Predictive Analytics - sometimes referred to as Predictive Data Mining - is a branch of Business Intelligence that attempts to use historical data to make predictions about future events. At its simplest, predictive analytics utilizes statistical techniques, such as correlation and regression, which many of us have encountered in college or even high school. Correlation analysis determines if there is a statistically significant relationship between two variables. For instance, height and age are highly correlated, while IQ and height are very weakly correlated. Regression attempts to find an equation between the two or more variables, so that you can predict one from the other.
More complex mathematics - including multivariate techniques (correlating many variables at once), non-linear methods, fuzzy logic and even neural networks - are used to generate more complex probability trees and create more complex predictions.
These sorts of techniques have been commonplace in the social sciences for a very long time; but, it's only relatively recently that they have found practical application in the business world. Increasingly, predictive analytics is being used for critical business purposes, such as:
- Predicting when a customer might be about to move to a competitor
- Predicting if a customer would be a likely up sell opportunity
- Predicting loan default rates and identifying customers in danger of defaulting
- Predicting future stock prices
- Identifying fraudulent activities by identifying transactions that deviate from predictions
(For instance, credit card transactions that deviate from past behaviors can be flagged and investigated for possible fraud.)
- Determining risk of illness either to determine insurance premiums or - more helpfully - to arrange preventative medical programs
- Using your data of birth to determine your personality type (No, sorry, that's astrology!)
These activities all directly affect profitability and revenue generation. Consequently, predictive analytics is experiencing rapid adoption and - if you believe the marketing hype - a new style of predictive enterprise is emerging. In the predictive enterprise, predictive analytics allows companies to become more proactive, agile and responsive to customer needs.
Not surprisingly, vendors who put the heaviest focus on statistical analysis have the most advanced predictive analysis techniques - including companies such as SAS and SPSS. These statistically-oriented companies often are found in partnership with more mainstream Business Intelligence vendors, such as Cognos and Business Objects, who are trying to leverage the increasing interest in predictive technologies and integrate their data warehousing assets with predictive methods. However, these alliances may weaken as the BI and ERP vendors develop more native predictive technologies.

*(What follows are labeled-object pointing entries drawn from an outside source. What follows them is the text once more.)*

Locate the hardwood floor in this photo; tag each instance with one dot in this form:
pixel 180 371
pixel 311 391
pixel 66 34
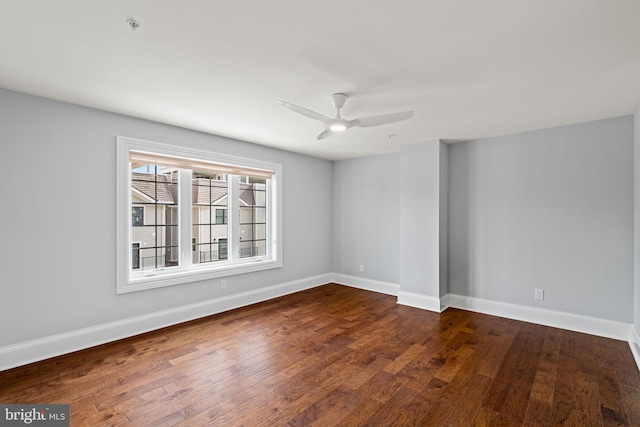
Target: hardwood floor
pixel 335 355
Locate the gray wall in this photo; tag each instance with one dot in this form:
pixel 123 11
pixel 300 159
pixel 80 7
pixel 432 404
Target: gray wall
pixel 58 191
pixel 366 197
pixel 549 209
pixel 636 187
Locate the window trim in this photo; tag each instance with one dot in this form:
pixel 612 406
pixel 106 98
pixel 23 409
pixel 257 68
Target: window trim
pixel 234 265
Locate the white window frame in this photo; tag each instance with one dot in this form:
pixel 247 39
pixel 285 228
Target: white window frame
pixel 131 281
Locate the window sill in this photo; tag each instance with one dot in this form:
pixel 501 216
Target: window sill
pixel 170 277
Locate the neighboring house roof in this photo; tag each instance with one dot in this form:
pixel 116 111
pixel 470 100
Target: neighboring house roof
pixel 202 192
pixel 156 187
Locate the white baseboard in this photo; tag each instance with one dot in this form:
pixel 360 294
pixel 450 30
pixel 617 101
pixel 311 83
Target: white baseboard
pixel 366 284
pixel 424 302
pixel 43 348
pixel 556 319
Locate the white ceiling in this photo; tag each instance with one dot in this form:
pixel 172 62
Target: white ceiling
pixel 468 68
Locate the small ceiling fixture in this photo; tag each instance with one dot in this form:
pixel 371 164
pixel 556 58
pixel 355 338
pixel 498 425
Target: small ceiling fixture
pixel 133 24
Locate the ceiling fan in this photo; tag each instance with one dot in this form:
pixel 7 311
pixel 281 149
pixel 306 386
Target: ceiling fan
pixel 338 124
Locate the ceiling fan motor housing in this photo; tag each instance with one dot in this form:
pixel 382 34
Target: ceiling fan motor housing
pixel 338 99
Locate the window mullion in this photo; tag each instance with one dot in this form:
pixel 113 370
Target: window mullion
pixel 233 217
pixel 184 217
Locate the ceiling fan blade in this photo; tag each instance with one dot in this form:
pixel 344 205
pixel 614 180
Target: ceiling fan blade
pixel 326 134
pixel 381 120
pixel 305 112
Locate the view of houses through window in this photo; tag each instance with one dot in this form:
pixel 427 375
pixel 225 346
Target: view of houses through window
pixel 155 216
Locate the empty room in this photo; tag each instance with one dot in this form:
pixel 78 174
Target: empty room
pixel 334 213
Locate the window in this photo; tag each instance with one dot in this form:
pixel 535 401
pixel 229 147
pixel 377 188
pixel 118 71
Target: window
pixel 137 216
pixel 186 215
pixel 221 216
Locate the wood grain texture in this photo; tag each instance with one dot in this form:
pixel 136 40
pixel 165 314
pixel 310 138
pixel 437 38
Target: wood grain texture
pixel 338 356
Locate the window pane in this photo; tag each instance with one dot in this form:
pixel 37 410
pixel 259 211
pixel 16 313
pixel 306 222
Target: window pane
pixel 253 213
pixel 154 217
pixel 209 216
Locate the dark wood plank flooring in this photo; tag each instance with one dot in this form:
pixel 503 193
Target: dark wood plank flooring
pixel 338 356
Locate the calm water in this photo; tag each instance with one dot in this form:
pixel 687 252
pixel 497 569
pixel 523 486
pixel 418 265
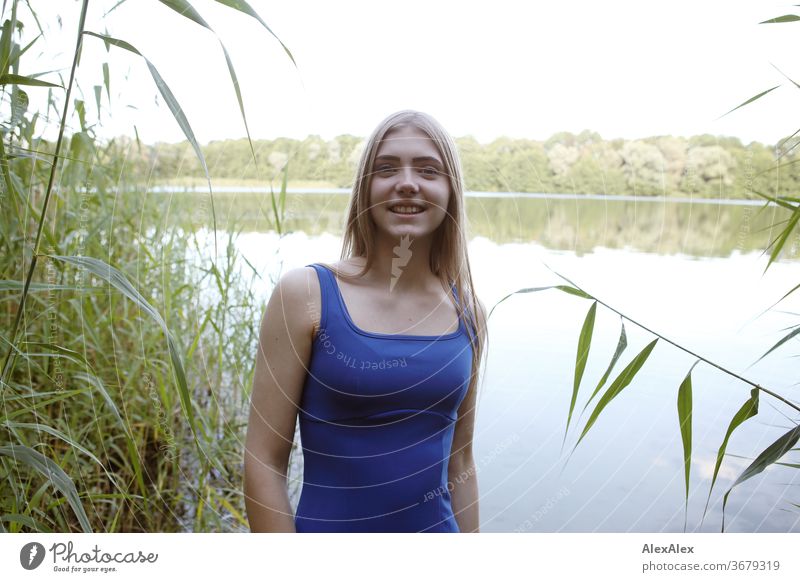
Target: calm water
pixel 692 271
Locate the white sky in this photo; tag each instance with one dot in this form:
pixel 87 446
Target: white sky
pixel 523 69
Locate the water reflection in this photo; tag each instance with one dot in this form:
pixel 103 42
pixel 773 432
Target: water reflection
pixel 693 272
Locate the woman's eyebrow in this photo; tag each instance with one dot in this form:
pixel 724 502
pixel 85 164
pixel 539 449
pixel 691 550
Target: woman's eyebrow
pixel 417 159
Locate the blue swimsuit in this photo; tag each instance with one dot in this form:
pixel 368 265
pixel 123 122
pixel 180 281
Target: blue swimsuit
pixel 377 416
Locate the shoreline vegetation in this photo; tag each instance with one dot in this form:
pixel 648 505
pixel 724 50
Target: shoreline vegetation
pixel 703 166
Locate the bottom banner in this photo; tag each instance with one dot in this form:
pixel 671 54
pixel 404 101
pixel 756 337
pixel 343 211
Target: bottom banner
pixel 400 556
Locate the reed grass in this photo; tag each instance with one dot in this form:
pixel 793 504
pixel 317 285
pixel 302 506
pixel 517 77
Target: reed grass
pixel 128 353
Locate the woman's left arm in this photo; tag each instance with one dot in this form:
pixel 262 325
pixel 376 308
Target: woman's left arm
pixel 461 471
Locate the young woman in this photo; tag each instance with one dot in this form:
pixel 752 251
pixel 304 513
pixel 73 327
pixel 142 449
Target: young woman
pixel 379 355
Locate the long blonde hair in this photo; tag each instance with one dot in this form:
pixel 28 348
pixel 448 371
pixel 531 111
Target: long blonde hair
pixel 449 260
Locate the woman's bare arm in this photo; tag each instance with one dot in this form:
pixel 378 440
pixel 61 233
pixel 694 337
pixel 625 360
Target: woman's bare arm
pixel 462 472
pixel 284 350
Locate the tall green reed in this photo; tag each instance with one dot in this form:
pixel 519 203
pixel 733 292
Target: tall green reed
pixel 123 395
pixel 776 451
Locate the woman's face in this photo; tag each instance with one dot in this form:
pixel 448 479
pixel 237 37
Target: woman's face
pixel 410 189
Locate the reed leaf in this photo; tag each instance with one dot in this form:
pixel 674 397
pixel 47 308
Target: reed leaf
pixel 184 8
pixel 11 79
pixel 565 288
pixel 584 344
pixel 54 474
pixel 622 343
pixel 779 242
pixel 245 8
pixel 6 285
pixel 37 427
pixel 748 410
pixel 685 423
pixel 118 280
pixel 622 381
pixel 783 340
pixel 754 98
pixel 768 456
pixel 782 19
pixel 166 92
pixel 174 107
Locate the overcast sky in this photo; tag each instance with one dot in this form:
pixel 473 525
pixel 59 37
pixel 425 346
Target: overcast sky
pixel 523 69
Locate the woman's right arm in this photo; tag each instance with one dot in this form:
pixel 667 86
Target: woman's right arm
pixel 284 350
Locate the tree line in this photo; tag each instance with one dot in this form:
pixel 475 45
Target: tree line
pixel 584 163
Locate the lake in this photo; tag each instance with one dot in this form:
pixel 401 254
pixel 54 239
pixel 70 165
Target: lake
pixel 691 270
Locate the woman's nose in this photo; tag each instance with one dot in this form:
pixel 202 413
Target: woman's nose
pixel 408 180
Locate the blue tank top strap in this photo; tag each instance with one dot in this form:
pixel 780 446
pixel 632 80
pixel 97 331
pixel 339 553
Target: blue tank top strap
pixel 327 291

Although predictive analytics offers a great deal, relying too much on predictive models can be unwise. A form of predictive analytics was used by financial institutions to predict the risk - and, hence, the value - of the complex derivatives that were implicated in last year's disastrous financial meltdown. Unfortunately, the predictive analysis was based on the assumption that the future would be like the past, with ever-increasing home values and very low mortgage default rates. When these assumptions failed, the predictive analysis became little more than a sophisticated example of the old computer science adage: Garbage In, Garbage Out. Triple-A mortgage-backed securities rapidly transformed into toxic assets, and the world entered the most severe economic downturn of our generation. The lesson: even the most sophisticated model is based on assumptions, and these assumptions need to be understood and validated.